The other storyline dealt with an actual robbery — McGarrett and Danny’s under construction restaurant had been burglarized, and Danny remembering how Officer Pua Kai was such a psychopath when he investigated Danny’s stolen Christmas true — they asked Duke (Dennis Chun) specifically to work their case.

Seems as if all of the tools McGarrett was using to fix up the restaurant — in an effort to save money — have been stolen. Pua heads to Kamekona (Taylor Wily) for help on where to find fenced goods — as Kame is a former expert in that area of the criminal world. And Kamekona is more than willing to give him a list of possible fences — if Pua does something for him. It’s like a scene from “The Godfather” with a sweet-faced local girl holding a big umbrella over a seated Kamekona. He tells Pua to get something to eat while he writes out the list, and Pua declines and says he’s not hungry.

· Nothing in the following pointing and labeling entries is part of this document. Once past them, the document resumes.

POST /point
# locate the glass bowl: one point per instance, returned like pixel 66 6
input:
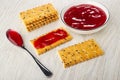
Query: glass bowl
pixel 81 31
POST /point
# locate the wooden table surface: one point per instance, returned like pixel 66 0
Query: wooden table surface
pixel 16 64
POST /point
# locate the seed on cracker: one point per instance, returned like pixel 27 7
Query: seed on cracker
pixel 80 52
pixel 39 16
pixel 50 40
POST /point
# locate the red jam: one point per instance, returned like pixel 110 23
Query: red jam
pixel 14 37
pixel 50 38
pixel 85 17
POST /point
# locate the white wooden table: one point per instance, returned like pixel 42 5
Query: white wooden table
pixel 16 64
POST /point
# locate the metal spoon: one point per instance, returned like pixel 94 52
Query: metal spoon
pixel 15 38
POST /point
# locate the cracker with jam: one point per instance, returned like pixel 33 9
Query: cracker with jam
pixel 50 40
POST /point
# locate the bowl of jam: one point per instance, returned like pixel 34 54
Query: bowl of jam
pixel 85 17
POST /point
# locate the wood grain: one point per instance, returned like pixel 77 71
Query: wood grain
pixel 16 64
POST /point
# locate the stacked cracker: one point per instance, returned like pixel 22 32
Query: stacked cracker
pixel 39 16
pixel 80 52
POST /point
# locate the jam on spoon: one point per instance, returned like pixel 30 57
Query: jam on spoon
pixel 15 38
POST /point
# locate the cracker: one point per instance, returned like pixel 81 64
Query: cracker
pixel 80 52
pixel 53 45
pixel 39 16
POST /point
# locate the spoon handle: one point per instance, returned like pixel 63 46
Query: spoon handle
pixel 46 71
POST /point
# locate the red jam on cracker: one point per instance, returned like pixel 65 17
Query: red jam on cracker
pixel 85 17
pixel 50 38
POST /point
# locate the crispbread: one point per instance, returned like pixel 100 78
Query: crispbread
pixel 80 52
pixel 46 48
pixel 39 16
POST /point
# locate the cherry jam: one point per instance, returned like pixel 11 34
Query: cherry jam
pixel 85 17
pixel 15 37
pixel 50 38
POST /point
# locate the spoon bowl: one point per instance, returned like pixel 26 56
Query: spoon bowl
pixel 15 38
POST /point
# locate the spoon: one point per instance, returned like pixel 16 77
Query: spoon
pixel 15 38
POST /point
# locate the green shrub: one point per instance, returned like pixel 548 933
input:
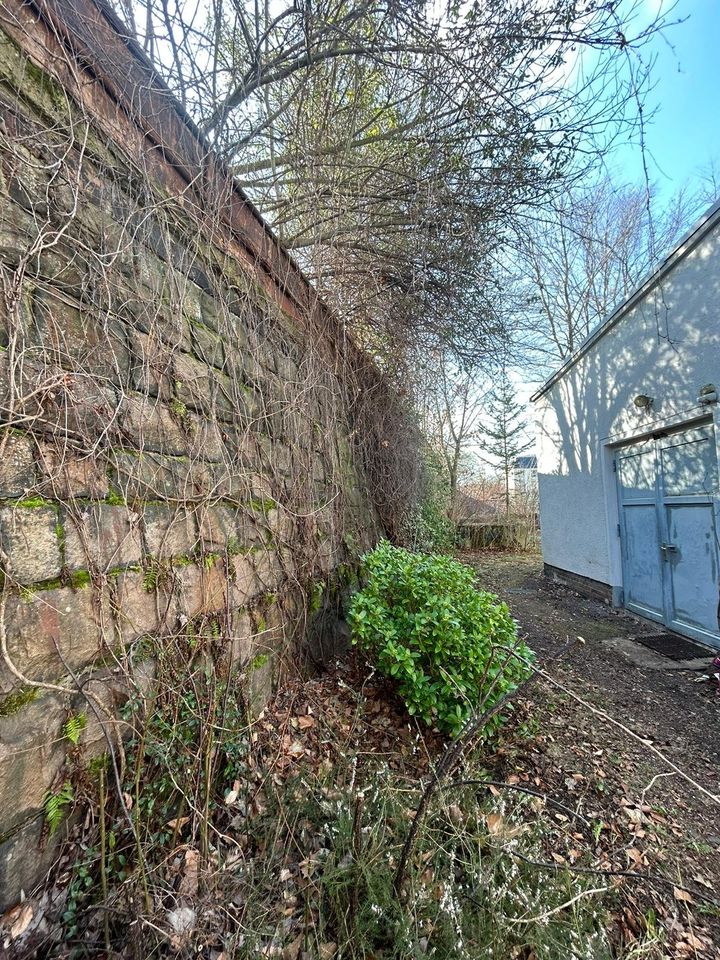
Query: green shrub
pixel 423 622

“Quid pro quo, brotha. Buy some shrimp. Get some names,” Kamekona says. It’s one of the best lines of the night — that and Danny calling  McGarrett, “Lt. Cargo Pants.

Pua does find the tools. You knew he would, just to get McGarrett and Danny to stop arguing over who left the back door open, and who is the keeper of the keys, and on and on and on. Sometimes, those two need to not argue so much and just go surfing.

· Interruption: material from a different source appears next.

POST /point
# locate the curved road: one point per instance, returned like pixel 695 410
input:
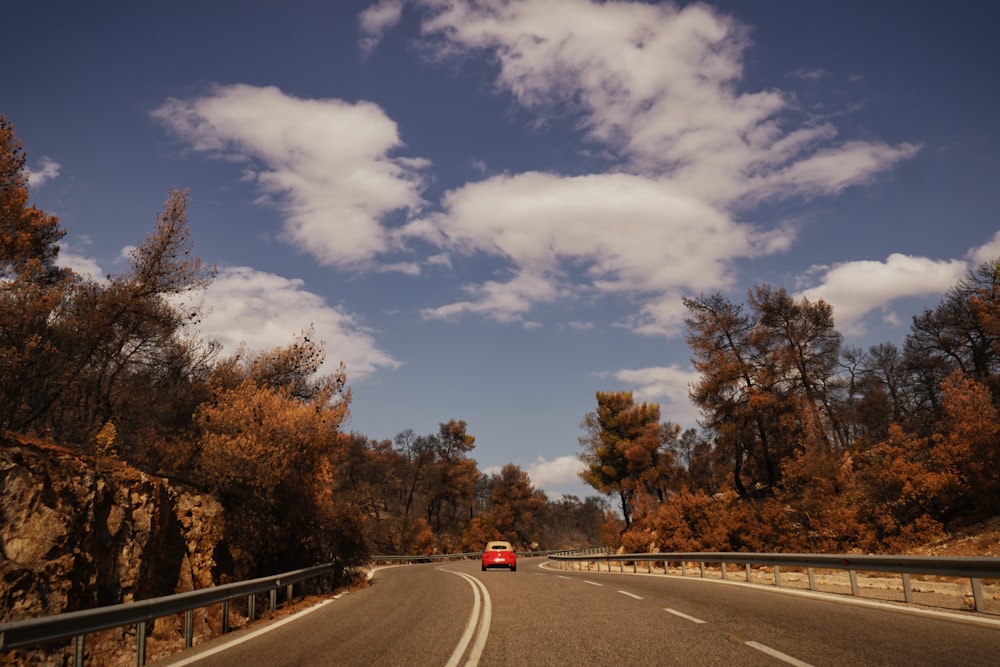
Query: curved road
pixel 454 614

But at least Pua did his job and tracked down the stolen goods right to the exact spot you’d never thought they’d be — at the ruins of a family home, where a father is trying to rebuild his house, while his wife and children help. They are living in a tent surrounded by the charred remains of their lives. The man is polite to Pua but worried about why he is there. He tells Pua he bought the tools at a pawn shop — the same one where Pua got his name as the buyer of McGarrett and Danny’s tools — because he couldn’t afford to buy anything new. Their insurance money had not come through — and they were going to live off the land and do what they could for themselves.

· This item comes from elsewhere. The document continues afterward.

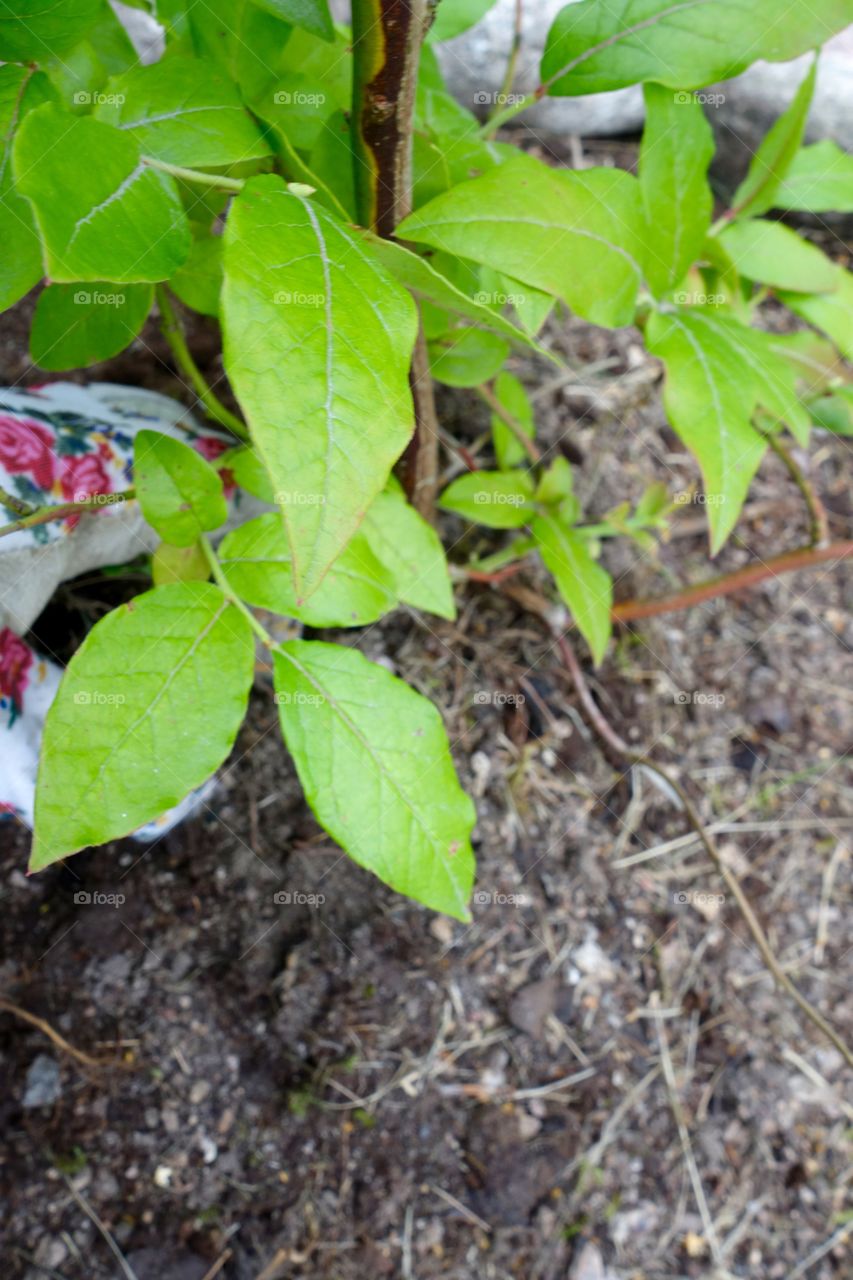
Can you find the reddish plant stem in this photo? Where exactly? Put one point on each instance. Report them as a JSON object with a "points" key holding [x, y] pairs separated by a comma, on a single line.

And that’s where you see greed turn into some good. Greedy people steal and try and profit over others — without a care in the world who gets hurt or who is destroyed by their greed. It was nice to see for once that a greedy act actually helped someone out. And yes, McGarrett and Danny are out their tools, but maybe it helped them see that they need a little help to make their restaurant work — and to give their relationship a bit of a white flag. In this case of stolen tools, greed was good, as it helped two friends realize what was truly important in life.